オーウェンからの頼みごとを聞いたレオンハルトたちは、再び特務部隊会議室へ戻った。


すぐに隊長と副隊長も、任務から戻ってきた。



隊長のメイベリーが皆を集めて話し始めた。

「・・・私と副隊長は、今後の同盟の強化などに関する話し合いをドレアーク王国で行う為、護衛の任務を任され行ってきました」


シンと静まり返る会議室。


メイベリーがくいっと黒縁の丸い眼鏡を上げた。

「・・・それは表向きの任務です」


「え・・・」

レオンハルトが小さくつぶやく。


それを柔和な優しい笑顔でメイベリーが見つめた。

「本当の目的は、ドレアーク王国を調査する為です」

「・・・」

(ドレアーク王国を?)


「ドレアーク王国が『ある組織』とのつながりがあるかもしれないと噂されています」

「え?『ある組織』・・・?」

レオンハルトには初耳だらけだ。


「国王からの依頼なんです」


(父さんから?)

だとすると、噂というが、確かな情報なんだろう。


「今回私たち二人だけでの調査でしたので、深く掘り下げて調査できなかった。

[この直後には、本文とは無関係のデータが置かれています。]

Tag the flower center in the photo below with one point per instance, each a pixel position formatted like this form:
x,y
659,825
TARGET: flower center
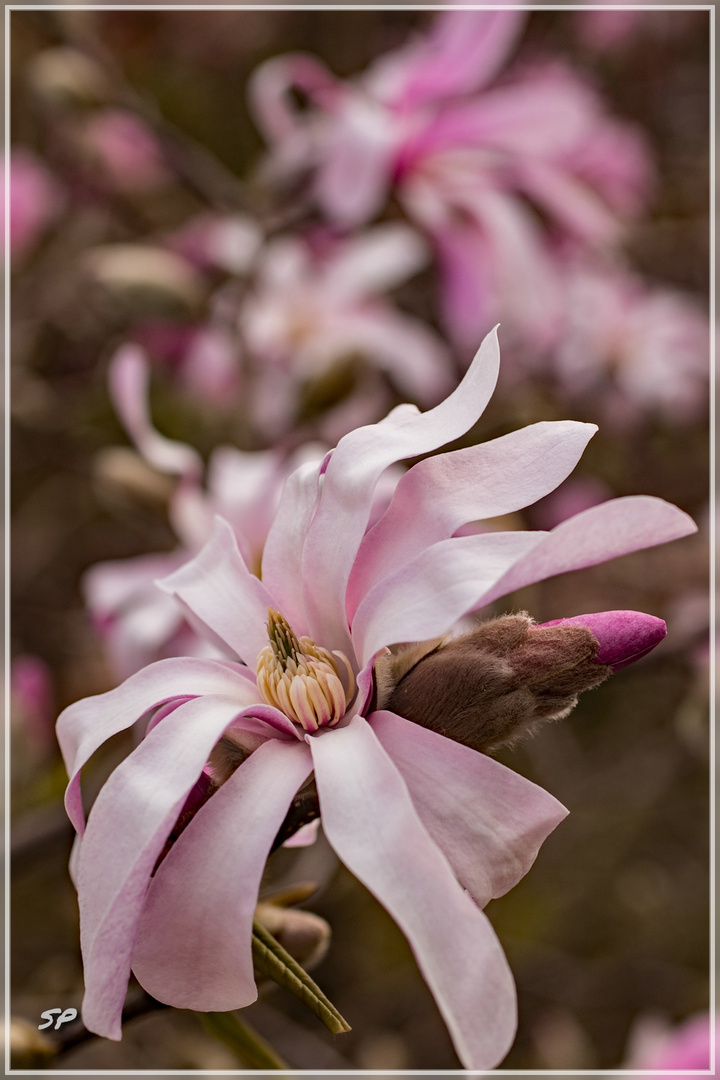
x,y
301,678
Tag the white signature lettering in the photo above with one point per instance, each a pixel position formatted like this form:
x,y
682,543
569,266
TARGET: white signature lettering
x,y
65,1017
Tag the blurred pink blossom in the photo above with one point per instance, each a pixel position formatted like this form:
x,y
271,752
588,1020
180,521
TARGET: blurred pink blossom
x,y
642,349
471,162
316,300
125,149
410,812
36,200
139,622
656,1047
31,694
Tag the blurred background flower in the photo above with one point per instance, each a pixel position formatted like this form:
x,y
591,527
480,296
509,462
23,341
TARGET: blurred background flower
x,y
303,218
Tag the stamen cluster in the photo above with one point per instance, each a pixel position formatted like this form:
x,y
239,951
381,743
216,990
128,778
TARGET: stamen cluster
x,y
301,678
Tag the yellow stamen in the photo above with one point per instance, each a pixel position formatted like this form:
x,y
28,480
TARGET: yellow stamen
x,y
301,678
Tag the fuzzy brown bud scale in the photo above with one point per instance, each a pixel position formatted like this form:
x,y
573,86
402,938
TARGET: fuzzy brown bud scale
x,y
493,685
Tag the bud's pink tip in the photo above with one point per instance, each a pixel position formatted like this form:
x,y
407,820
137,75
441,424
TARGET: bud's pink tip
x,y
624,636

今度はもっと深層部へ水面下でさぐりをいれる事になるかもしれません」


今度は副隊長のガレスが言った。

「そうなってくると、俺たちは顔が割れているので行けない。別の隊員が行く事になりそうです。皆さんその心づもりでよろしくお願いします」



そうして二人の話は終わった。






(ドレアークには、一体何があるんだ!?)

(ある組織?)


本来なら新たな問題発生に、レオンハルトは頭を抱えそうになるが、今回ばかりは頭にほとんど入ってこず、話し半分に聞いていた。


(だって、さっきのオーウェンの頼みごとが・・・)



―――――あまりにも衝撃的すぎて・・・!



オーウェンをチラリと見ると、会議室を出ようとしていた。

こちらへ振り向く。

「・・・今日はもう遅いから、あの件、明日よろしく」

「う・・・あ・・・」

思わず言葉にならない返答になってしまった。